Rooftop solar power has slashed Australians' demand for electricity during the day, but left evening peak power demand largely unchanged.
With a mix of individual household, power company and government action, we could significantly reduce our demand for the most expensive peak-power that requires massive, wasteful infrastructure spending.
In doing so, we’d be tackling one of the biggest, most unfair, hidden charges built in Australians' power bills: we could reduce the A$350 a year that households without air conditioners are being charged to subsidise the bills of households running air conditioning at peak times.And Australia’s 1 million-plus solar homes can play an important role in reducing that hidden air conditioning subsidy, while also defusing the argument that solar homes aren’t paying their share of electricity costs.
Dr Roger Dargaville
Research Fellow School of Earth Sciences University of Melbourne
The energy system of the future will certainly look different to today's, and it might feel very different too, depending on how the revolution to a low carbon generation system occurs. And, as in any complex system, everything is dependant on everything else, so one technology may advance or hamper another, making predicting the likely mix a significant challenge. In this presentation I will discuss a range of generation technologies (i.e. small and large scale solar, fossil with carbon capture and storage, geothermal, biomass) and enabling technologies (distributed storage, demand side management, virtual power stations) and discuss how the success of failure of these different may influence the overall pathway to low emissions.

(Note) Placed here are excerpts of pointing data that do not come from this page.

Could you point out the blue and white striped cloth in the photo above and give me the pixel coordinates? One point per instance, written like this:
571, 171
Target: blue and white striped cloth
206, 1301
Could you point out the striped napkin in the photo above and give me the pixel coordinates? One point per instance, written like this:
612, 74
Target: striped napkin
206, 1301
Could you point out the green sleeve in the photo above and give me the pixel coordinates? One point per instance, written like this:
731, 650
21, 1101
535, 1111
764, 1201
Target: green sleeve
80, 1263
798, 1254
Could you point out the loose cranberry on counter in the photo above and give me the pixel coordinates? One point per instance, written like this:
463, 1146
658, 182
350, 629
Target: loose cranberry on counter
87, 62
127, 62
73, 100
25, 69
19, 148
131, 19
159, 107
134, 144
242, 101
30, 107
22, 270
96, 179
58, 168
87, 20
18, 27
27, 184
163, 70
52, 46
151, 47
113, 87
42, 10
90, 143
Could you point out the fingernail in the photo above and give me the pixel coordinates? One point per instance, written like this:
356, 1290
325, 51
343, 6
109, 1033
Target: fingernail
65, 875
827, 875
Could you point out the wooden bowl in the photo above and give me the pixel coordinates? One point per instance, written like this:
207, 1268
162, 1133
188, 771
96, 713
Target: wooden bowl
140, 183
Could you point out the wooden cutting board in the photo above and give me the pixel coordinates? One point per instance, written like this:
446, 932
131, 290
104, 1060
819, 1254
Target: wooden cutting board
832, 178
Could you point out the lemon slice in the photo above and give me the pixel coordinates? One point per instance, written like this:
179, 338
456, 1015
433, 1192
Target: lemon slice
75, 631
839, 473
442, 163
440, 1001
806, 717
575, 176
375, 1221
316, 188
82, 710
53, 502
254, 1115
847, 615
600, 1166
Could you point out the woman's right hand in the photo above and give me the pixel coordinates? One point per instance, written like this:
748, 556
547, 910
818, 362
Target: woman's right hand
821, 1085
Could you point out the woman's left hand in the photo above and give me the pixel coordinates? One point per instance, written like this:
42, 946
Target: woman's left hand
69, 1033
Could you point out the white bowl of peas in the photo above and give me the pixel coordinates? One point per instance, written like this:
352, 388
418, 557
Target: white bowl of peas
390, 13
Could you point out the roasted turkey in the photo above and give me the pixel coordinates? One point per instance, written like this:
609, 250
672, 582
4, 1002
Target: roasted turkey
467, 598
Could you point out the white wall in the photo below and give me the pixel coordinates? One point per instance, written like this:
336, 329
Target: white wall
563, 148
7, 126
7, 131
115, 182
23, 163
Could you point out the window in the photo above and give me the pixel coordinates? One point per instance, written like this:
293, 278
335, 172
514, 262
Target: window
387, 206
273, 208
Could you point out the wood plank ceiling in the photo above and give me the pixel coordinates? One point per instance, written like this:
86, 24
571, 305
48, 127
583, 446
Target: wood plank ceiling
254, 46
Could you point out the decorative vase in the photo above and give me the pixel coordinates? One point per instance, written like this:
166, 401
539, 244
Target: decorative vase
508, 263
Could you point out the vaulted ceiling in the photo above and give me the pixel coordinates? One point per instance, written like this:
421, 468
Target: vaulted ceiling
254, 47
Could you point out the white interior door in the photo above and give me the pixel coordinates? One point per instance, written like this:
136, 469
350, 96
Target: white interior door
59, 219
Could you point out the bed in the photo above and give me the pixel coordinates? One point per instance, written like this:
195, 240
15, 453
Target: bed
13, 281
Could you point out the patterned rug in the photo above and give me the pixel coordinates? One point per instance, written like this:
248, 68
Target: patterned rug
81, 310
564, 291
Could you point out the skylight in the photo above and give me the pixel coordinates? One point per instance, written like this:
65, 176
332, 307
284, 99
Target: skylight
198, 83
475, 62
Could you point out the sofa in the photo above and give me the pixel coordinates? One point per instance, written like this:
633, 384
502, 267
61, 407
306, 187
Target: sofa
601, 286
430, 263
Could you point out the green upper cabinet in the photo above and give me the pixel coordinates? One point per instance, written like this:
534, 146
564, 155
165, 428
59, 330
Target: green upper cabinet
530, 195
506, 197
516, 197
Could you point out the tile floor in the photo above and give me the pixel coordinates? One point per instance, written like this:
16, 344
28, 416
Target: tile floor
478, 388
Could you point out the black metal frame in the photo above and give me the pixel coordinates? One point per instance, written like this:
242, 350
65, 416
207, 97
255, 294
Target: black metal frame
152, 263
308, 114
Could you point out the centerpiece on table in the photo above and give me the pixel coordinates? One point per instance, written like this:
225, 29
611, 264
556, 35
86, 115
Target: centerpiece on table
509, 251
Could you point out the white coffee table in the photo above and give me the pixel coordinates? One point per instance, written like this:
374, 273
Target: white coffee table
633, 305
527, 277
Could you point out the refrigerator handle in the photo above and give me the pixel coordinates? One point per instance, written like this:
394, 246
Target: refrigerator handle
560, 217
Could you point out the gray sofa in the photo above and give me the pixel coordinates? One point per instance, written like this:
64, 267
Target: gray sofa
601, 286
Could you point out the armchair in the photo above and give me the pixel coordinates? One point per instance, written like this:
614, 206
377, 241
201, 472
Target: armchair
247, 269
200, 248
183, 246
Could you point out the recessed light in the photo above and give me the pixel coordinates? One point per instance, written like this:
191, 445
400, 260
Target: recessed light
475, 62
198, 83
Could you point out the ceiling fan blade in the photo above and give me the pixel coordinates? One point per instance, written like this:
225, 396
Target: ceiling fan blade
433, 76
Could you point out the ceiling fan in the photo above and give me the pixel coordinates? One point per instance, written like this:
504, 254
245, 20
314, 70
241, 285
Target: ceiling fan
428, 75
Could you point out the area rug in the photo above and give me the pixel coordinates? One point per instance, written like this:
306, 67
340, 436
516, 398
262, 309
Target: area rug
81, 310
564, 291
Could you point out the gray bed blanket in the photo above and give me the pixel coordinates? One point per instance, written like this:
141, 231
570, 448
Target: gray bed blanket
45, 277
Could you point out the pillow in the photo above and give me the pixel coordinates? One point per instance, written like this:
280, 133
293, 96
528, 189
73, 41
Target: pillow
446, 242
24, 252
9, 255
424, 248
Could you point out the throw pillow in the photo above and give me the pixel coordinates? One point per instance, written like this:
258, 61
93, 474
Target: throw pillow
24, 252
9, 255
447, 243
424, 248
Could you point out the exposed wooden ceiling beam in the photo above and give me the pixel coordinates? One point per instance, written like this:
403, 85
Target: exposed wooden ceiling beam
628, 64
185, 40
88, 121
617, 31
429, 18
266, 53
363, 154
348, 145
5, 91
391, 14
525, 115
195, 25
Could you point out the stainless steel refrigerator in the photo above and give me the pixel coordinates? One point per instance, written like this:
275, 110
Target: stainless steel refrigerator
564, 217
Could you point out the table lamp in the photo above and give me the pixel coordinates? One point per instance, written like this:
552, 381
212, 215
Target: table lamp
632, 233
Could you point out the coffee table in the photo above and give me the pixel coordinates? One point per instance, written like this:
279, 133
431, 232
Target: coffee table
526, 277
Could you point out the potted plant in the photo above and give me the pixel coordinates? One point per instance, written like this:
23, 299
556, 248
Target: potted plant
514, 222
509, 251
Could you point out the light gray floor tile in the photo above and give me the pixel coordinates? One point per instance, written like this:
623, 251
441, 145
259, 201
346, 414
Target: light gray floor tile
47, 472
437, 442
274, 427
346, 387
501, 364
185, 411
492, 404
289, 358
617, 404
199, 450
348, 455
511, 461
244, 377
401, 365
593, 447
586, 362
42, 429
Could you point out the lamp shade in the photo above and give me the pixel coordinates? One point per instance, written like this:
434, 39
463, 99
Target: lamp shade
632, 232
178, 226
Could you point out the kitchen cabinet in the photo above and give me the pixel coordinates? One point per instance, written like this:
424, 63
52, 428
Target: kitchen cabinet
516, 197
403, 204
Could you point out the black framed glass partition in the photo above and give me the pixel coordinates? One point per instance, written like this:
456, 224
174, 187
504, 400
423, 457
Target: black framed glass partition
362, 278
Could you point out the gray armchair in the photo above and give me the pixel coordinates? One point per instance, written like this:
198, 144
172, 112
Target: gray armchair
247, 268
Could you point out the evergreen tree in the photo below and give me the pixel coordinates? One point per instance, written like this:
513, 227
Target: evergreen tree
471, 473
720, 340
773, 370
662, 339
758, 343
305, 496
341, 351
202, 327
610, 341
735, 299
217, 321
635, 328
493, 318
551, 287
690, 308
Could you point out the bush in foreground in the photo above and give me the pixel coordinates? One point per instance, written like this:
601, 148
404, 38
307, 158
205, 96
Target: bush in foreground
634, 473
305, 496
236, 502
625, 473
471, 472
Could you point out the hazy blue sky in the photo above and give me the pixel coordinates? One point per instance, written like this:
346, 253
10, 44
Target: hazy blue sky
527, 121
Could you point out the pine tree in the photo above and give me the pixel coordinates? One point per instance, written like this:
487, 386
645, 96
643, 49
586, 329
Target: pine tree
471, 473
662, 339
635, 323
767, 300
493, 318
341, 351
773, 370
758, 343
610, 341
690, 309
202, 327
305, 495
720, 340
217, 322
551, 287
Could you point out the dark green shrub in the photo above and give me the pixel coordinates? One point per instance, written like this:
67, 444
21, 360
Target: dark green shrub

Head, Smart Grid Energy Automation Business Unit, Siemens
Warner’s expertise and focus are around Protection / Automation Systems and in particular the Ethernet communication standard IEC 61850. He has a global view of Energy applications for Utilities, Oil & Gas, Industry, Metals & Mining,
Renewable Energy and MicroGrids, with extensive experience in the field of Protection / Automation and Control for
Energy Systems ranging from 400V up to and including 400kV.
Secondary Distribution Automation and MicroGrids The Smart Grid – Constant Energy in a World of Constant Change
For the operation of power grids in both local and remote locations,
be it for corporations, governmental organizations, municipalities,
universities, remote communities, mining operations, factories / industrial
plant, the advances in renewable energy sources offer both opportunities and
by incorporating renewables and storage facilities in a supply system,
operators can cut their power costs dramatically while increasing grid
availability even in poorly supplied areas. Wherever there is a reliance
and / or transportation of fossil fuels, especially over long distances, it can
be both costly and unreliable, the use of wind or solar plants can make a lasting
improvement in terms of both independence and economic efficiency.
Warner will talk about some of these MicroGrid applications and in
particular the all important MicroGrid Management System that
monitors and controls grids with large and small distributed energy
generators, renewable assets, storage and loads.